Third in a series of articles offering a
glimpse behind the scenes at Dodger Stadium.
Dodger fans arrive notoriously late to the
game. It's usually well past the first pitch, if not into the
second inning, that they line up for food.
For years I avoided ballpark cuisine. My
daughter and I would arrive just as the gates opened and find
a comfy spot in the island of empty seats. We'd peacefully munch
gourmet sandwiches brought from home while sharing the sights
and sounds of batting practice.
Visiting the stadium alone as a reporter,
I somehow find the smell of hot dogs irresistible. As the fans
stream in from the parking lot, I take leave from another anemic
Dodger performance (the team would lose six of seven on the
week) and go in search of my favorite baseball treat.
The red hot. A spicy grilled hot dog nestled
in an incomparably limp but tasty ballpark bun.
What I found was that the name had changed
to a "Tex-Mex picante dog." And no one seemed to have it.
"We just don't sell much of them," says one
helpful kiosk manager. She has me wait while she calls a supervisor.
A vendor on the fifth level is located.
I ride up two escalators, take a sharp left,
ignore the plethora of name-brand junk food and make my way
to the deep blue-lit home of the Dodger dogs.
"You the guy who called?" asks the man behind
the counter. He says he's been selling dogs, beer, sodas and
ice cream for more than two decades. "We're about the only ones
who sell red hots anymore."
I buy a couple (actually, four) and we reminisce
about the uproar created by a former concessionaire who tried
to replace grilled hot dogs with the steamed variety.
"Dodger dogs have always been grilled," he
says with finality. "No one wants them to look like shriveled
prunes." The concessionaire's replacement reverted to grilled.
I ask more about the Dodger dog business.
How many are sold during a game? Where are they stored and cooked?
Is it true that the best Dodger dogs are secretly grilled in
beer by old-timers who know all the tricks?
He notices my press pass. "Say," he says,
"you aren't going to write about this, are you?" He seems genuinely
frightened. "I'm not supposed to talk to you!" A group of co-workers
comes up and hastily pulls him into the back.
Turns out, a cashier tells me, that food
service employees are not allowed to speak to the press. "You
have to see Arturo," she says. She points upstairs.
I go up to the eighth floor and find the
windowless cubbyhole where the food service elite resides. A
huge man stops me at the door. "I'd like to talk to Arturo,"
I explain (that's not his real name). "I want to do a piece
on Dodger dogs."
Arturo, who is sitting nearby, is suddenly
too busy to see me. I can call him later, he says. I do, and
he's tied up. I call again and this time it's an inventory crisis.
We make an appointment, but he misses it.

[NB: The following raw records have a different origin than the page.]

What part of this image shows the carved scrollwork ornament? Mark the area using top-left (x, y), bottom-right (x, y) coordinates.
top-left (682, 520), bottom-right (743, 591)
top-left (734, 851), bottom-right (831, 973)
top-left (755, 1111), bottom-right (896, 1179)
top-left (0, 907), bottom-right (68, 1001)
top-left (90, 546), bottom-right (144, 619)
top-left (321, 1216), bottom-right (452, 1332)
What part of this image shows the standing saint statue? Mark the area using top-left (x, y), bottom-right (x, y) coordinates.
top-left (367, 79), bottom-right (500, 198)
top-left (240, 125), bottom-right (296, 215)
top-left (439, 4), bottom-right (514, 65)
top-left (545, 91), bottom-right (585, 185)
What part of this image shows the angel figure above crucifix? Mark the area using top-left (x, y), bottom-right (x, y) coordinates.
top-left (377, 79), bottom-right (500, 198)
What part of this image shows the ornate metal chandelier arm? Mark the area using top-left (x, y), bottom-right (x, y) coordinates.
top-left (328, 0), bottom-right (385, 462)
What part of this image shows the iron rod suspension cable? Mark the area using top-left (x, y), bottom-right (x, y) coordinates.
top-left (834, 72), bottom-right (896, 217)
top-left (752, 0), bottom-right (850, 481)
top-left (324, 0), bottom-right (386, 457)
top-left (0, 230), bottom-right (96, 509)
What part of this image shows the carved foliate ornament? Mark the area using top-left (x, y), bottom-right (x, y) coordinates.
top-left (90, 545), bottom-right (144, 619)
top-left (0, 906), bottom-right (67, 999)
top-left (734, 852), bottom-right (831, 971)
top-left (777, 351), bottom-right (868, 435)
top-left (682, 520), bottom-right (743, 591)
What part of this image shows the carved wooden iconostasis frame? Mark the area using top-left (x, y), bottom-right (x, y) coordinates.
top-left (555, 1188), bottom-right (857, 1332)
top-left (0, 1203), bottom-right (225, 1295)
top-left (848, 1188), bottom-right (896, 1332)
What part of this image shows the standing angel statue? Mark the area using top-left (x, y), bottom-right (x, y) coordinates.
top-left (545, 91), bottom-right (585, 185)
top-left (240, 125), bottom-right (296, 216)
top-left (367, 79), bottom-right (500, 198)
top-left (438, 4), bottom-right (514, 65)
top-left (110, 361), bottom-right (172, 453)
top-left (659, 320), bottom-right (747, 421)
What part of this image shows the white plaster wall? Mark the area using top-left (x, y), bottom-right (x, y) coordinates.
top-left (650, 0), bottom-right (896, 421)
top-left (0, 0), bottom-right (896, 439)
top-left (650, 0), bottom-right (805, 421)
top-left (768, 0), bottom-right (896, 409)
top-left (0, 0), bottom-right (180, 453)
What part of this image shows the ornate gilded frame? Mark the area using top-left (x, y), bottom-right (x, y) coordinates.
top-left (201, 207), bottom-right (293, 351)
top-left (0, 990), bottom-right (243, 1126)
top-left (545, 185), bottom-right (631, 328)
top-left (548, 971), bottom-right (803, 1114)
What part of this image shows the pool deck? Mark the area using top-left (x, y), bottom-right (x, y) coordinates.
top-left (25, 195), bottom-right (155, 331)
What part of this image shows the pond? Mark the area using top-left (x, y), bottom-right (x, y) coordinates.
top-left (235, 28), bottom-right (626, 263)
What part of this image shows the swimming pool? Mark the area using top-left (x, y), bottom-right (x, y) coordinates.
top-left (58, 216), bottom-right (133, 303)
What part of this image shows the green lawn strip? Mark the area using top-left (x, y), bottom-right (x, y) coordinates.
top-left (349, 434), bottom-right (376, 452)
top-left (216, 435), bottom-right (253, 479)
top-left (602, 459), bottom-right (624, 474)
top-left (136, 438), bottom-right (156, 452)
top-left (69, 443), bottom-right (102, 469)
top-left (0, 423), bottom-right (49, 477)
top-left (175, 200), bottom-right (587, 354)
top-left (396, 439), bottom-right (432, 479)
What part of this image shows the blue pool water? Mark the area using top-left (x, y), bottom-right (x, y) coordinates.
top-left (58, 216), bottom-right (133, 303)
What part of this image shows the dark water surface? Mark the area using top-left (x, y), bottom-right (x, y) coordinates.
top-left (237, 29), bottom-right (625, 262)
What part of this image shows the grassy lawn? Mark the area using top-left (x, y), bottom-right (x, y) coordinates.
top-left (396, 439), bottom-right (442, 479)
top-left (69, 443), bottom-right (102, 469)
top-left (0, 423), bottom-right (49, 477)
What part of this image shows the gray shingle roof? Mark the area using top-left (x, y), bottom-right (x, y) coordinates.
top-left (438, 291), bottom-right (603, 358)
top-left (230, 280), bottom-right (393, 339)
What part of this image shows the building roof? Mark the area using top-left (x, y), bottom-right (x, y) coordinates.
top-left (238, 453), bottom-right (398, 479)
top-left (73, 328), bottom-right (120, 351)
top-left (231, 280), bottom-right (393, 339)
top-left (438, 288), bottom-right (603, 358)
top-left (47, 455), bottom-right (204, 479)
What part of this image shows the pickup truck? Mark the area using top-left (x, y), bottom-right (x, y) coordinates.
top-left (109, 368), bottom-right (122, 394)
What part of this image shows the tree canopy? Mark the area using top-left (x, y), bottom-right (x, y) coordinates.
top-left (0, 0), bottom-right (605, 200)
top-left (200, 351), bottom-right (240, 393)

It's clear this is one conversation that
isn't going to happen.
All this takes place well after the Dodgers'
game against the Arizona Diamondbacks ends with a rare victory
(the Diamondbacks walk in the winning run in the ninth). For
now, I wind my way down the stadium's stairways and find an
empty seat to finish off my last two red hots.
I'm troubled, though, by the tension that
talking about hot dogs seems to produce. On the field, I can
see several players who have publicly attacked team management
or recklessly charged all of baseball with racism and the like.
Many have grotesquely postured for millions of dollars more
than a sizable chunk of this evening's crowd will ever earn
in their lifetimes.
They suffer no consequences. A counter clerk
with years of stories to tell about something as integral to
baseball as a Dodger dog, however, recoils in terror from the
very thought that he might say something that his employer won't
like. Even the Dodger dog's top dog ducks and covers from the
sight of a reporter.
It's a reminder, I guess, that for some,
a ballgame is just a job, and one that comes with some apparently
onerous corporate rules at that.
The inning ends, and I pack up the remains
of my meal. Somehow, the red hots just don't taste as good today.